Fonderie Pisano, il Comitato Salute e Vita: "Vittoria per chi non c'è più,  ora bonifica e tutela dei lavoratori"

Il prossimo 15 aprile il Tar Campania, sezione di Salerno, si pronuncerà in merito alla richiesta di sospensiva presentata dai proprietari delle Fonderie Pisano contro il provvedimento di diniego dell'Aia da parte della Regione Campania per il mancato adeguamento alle migliori tecnologie disponibili richieste dall'Unione Europea.

Intanto, però, il presidente del Comitato Salute e Vita Lorenzo Forte avverte: “Le Fonderie Pisano oggi sono ferme per una ragione chiara: il mancato rilascio dell’Autorizzazione Integrata Ambientale da parte della Regione Campania.

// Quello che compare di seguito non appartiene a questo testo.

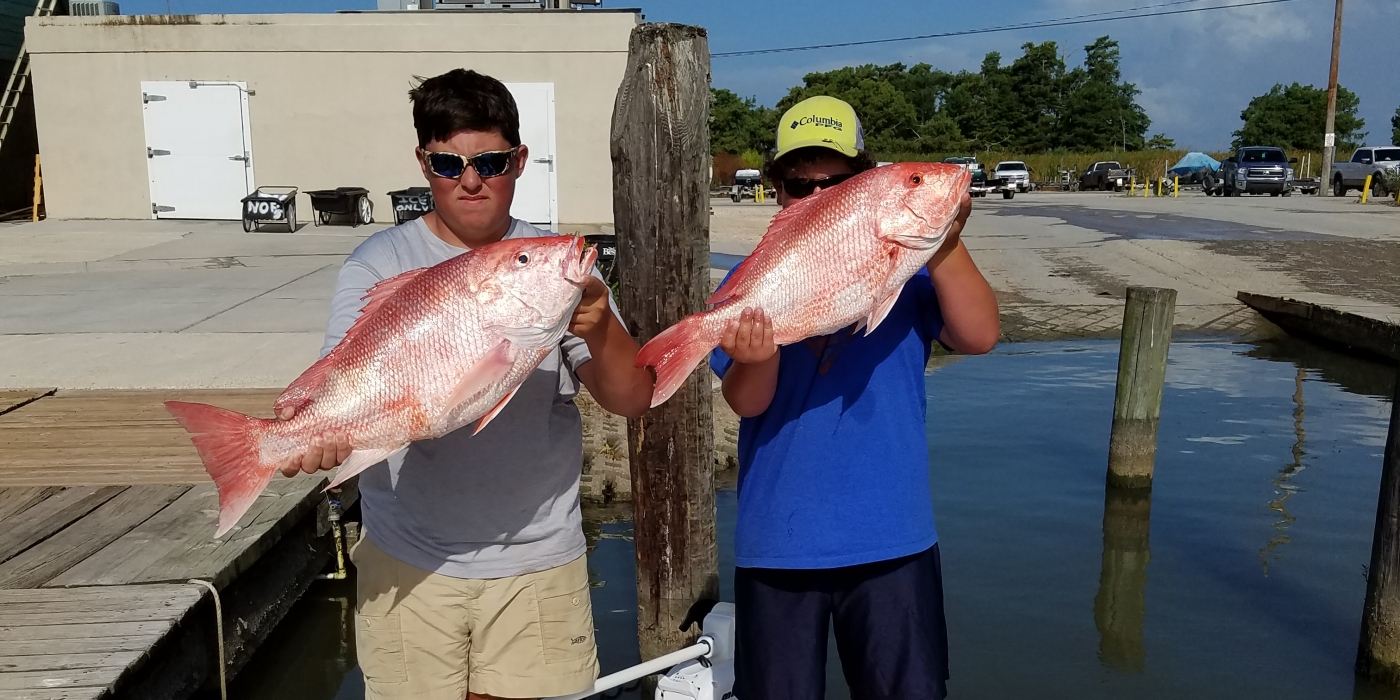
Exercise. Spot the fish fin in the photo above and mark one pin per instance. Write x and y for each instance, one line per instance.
(881, 311)
(231, 455)
(535, 338)
(374, 298)
(359, 461)
(675, 353)
(489, 368)
(298, 392)
(777, 230)
(494, 410)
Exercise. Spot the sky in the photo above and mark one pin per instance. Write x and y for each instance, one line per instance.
(1196, 72)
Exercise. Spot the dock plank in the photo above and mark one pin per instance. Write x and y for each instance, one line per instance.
(109, 438)
(178, 543)
(88, 535)
(49, 515)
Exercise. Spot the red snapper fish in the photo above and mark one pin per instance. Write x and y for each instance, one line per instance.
(433, 350)
(829, 261)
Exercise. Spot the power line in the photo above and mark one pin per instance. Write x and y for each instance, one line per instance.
(1063, 21)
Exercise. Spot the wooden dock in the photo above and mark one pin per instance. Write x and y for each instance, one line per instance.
(105, 517)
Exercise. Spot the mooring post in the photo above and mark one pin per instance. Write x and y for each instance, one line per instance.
(1379, 653)
(661, 212)
(1137, 405)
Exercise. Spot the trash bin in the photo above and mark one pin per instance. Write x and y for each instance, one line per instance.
(343, 202)
(410, 203)
(270, 205)
(606, 255)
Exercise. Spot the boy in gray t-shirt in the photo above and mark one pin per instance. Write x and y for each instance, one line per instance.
(471, 573)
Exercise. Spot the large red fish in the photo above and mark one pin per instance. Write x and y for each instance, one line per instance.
(832, 259)
(433, 350)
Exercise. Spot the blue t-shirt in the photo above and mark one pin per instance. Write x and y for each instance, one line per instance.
(836, 471)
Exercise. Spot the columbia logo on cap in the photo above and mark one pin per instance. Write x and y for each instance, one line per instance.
(818, 121)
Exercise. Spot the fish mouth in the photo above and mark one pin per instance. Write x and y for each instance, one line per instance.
(578, 266)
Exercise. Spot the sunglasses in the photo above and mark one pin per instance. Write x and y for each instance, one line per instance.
(451, 165)
(800, 188)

Un atto che certifica l’impossibilità di proseguire l’attività nel rispetto delle normative ambientali e sanitarie. Il ricorso non modifica questo dato. Non esistono le condizioni per una riapertura, neppure temporanea. Un’eventuale sospensiva rappresenterebbe un passo indietro grave e inaccettabile sul piano della tutela della salute pubblica e dell’ambiente".

La posizione del Comitato
Forte, in una nota stampa, ricorda anche che "a rafforzare ulteriormente questo quadro c’è la recente pronuncia della Corte Europea dei Diritti dell’Uomo sul caso Fonderie Pisano. Una decisione che ha riconosciuto le criticità ambientali e le carenze nella tutela dei cittadini esposti all’inquinamento, portando la vicenda oltre il livello locale e dentro il perimetro dei diritti fondamentali. Per queste ragioni siamo fiduciosi che il tribunale amministrativo riconoscerà l’evidenza: la chiusura delle Fonderie Pisano è un atto dovuto, necessario. Allo stesso tempo è indispensabile che i lavoratori e le lavoratrici non vengano lasciati soli. Non sono loro a dover pagare il prezzo di anni di scelte e responsabilità che appartengono ad altri. Serve un percorso serio di tutela, accompagnamento e riconversione. Accogliamo con favore le posizioni espresse dalle istituzioni regionali della Campania, del presidente Roberto Fico e dell’assessora all’Ambiente Claudia Pecoraro, che hanno ribadito la vicinanza ai lavoratori. Ora serve coerenza: alle parole devono seguire atti concreti, in un quadro condiviso che coinvolga anche il Comune di Salerno. L’Associazione Salute e Vita continuerà a essere al fianco dei lavoratori affinché questa fase di cambiamento non lasci indietro nessuno.È il momento di chiudere definitivamente una pagina. Industrializzazione sì, ma solo se compatibile con la salute, l’ambiente e la dignità del lavoro. Le Fonderie Pisano devono restare chiuse. Per il bene del territorio. Per la salute pubblica” conclude il presidente del Comitato Salute e Vita.